En una sesión que quedará para el recuerdo, el diputado nacional por Formosa, Gerardo González, emitió un voto cargado de significado en el Congreso, al respaldar la anulación del veto presidencial a la ley de financiamiento del Hospital Garrahan. Su decisión fue un claro mensaje sobre la importancia de la niñez como prioridad absoluta.
El legislador del bloque Coherencia subrayó que el Garrahan no es solo un hospital, sino un hospital modelo para toda Latinoamérica y un símbolo de la salud pública de excelencia.

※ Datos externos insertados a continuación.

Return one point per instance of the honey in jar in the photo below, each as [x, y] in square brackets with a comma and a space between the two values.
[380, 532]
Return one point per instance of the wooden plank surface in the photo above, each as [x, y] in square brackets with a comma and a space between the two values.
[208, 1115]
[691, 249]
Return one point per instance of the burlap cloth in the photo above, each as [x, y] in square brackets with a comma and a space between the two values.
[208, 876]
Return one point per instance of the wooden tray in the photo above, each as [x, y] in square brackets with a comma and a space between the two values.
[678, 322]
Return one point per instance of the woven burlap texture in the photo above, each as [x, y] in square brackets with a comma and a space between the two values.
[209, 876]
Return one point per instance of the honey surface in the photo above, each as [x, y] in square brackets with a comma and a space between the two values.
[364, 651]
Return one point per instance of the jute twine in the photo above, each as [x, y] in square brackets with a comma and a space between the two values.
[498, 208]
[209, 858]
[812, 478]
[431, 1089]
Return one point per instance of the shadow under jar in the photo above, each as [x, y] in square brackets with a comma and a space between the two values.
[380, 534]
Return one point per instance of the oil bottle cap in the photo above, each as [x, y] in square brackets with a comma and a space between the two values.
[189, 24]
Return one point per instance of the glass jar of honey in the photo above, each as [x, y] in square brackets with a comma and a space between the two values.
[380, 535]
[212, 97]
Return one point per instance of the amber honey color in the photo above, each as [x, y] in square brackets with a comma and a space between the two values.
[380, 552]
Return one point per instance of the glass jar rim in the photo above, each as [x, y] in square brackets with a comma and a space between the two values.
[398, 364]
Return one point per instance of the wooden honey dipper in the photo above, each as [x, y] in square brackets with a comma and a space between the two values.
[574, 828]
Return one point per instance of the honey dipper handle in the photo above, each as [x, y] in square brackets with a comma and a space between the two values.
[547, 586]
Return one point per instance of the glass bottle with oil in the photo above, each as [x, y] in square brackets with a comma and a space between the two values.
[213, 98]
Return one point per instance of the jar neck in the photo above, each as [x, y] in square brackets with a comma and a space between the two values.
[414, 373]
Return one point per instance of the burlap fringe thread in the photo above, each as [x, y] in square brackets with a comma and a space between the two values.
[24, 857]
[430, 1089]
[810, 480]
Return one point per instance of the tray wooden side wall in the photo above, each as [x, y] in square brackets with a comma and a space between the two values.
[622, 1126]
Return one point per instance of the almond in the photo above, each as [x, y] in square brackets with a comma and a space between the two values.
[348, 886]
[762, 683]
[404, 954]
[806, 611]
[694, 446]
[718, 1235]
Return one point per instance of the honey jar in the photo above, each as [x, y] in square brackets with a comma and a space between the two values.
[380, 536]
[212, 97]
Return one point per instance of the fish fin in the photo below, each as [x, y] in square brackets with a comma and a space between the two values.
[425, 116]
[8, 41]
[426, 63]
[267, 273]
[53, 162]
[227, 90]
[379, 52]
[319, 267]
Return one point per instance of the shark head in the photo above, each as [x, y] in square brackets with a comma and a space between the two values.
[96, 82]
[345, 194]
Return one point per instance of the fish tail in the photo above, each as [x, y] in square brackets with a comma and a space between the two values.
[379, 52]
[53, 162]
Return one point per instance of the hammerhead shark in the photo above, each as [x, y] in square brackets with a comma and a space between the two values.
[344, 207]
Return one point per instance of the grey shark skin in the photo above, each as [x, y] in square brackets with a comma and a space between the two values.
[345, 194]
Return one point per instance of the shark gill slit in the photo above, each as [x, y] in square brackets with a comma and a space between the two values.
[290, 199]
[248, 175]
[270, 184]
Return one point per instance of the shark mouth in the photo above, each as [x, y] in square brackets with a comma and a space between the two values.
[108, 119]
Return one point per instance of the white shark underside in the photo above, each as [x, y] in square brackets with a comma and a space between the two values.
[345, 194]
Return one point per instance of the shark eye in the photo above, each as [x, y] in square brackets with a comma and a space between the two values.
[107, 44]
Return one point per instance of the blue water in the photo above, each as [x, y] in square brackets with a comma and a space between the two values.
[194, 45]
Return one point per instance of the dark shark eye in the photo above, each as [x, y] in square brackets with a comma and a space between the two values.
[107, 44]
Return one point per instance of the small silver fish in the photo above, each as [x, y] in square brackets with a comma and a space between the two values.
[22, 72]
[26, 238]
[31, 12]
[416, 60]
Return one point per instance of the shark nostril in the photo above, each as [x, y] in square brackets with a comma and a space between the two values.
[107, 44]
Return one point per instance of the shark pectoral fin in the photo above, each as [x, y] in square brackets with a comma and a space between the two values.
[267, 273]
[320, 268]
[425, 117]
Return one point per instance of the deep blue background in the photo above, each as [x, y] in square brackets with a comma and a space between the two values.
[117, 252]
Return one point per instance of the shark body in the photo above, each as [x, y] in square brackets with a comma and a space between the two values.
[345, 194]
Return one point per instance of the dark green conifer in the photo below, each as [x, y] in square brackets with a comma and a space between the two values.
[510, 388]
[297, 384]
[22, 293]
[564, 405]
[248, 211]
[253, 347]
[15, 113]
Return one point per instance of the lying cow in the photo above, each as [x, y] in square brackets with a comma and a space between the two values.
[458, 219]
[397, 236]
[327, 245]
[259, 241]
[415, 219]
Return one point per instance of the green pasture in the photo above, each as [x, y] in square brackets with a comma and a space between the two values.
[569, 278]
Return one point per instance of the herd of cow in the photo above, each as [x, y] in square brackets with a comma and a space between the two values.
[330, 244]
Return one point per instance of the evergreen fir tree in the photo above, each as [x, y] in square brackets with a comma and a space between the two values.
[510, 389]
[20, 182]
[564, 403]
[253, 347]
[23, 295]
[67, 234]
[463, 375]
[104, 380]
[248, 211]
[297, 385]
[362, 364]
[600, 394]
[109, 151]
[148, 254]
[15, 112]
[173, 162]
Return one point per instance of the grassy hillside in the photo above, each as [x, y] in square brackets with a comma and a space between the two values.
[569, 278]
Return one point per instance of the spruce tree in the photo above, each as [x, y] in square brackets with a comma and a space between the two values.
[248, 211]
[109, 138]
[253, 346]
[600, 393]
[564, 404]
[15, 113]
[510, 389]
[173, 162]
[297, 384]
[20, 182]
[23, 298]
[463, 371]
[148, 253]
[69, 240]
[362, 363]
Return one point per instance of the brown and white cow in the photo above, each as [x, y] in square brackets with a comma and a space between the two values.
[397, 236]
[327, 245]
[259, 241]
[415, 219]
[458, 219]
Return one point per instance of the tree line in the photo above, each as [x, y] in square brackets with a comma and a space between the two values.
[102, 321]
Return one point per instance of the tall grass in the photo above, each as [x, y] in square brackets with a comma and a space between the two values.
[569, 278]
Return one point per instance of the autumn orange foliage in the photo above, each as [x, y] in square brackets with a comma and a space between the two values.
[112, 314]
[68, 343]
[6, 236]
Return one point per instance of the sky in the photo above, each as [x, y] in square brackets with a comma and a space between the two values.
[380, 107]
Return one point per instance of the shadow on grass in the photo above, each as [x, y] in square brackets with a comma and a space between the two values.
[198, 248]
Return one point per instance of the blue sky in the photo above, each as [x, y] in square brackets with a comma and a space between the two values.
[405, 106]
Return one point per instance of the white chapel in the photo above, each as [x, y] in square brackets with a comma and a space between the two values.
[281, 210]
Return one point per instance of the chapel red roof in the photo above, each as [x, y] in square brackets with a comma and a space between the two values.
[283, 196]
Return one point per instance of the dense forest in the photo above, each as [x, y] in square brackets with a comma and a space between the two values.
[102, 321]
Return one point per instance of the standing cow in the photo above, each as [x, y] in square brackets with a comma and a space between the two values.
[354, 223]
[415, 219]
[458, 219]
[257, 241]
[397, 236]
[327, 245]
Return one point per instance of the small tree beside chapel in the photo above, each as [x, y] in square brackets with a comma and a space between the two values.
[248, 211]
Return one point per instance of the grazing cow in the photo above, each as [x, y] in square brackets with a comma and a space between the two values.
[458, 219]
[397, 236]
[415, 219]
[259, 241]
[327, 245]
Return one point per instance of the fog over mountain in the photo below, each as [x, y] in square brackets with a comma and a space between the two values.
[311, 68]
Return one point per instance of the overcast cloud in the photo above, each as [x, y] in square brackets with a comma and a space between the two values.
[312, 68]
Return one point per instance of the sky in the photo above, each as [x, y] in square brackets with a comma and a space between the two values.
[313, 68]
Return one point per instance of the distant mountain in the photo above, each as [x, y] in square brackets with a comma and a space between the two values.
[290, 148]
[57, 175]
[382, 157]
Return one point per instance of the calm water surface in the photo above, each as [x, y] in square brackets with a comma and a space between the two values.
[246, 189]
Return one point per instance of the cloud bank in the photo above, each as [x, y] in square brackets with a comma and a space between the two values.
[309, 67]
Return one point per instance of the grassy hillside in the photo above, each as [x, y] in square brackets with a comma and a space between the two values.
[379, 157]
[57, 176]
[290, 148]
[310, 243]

Recordó que es el lugar al que acuden miles de familias de Formosa y de todo el interior profundo del país en busca de respuestas para los casos más complejos, convirtiéndose en la última esperanza para muchos niños.
Asimismo, se destacó el rol del Garrahan como un centro formador de los mejores profesionales de la salud del país, por lo que defender su presupuesto es también invertir en el futuro de la medicina argentina.
El voto de González, según explican desde su entorno, no buscó la confrontación política, sino establecer un límite claro. «La salud de un niño no tiene color político. No se trata de estar en contra de un gobierno, sino de estar a favor de los más vulnerables», fue el mensaje. Una postura que busca poner la salud de los niños por encima de cualquier disputa.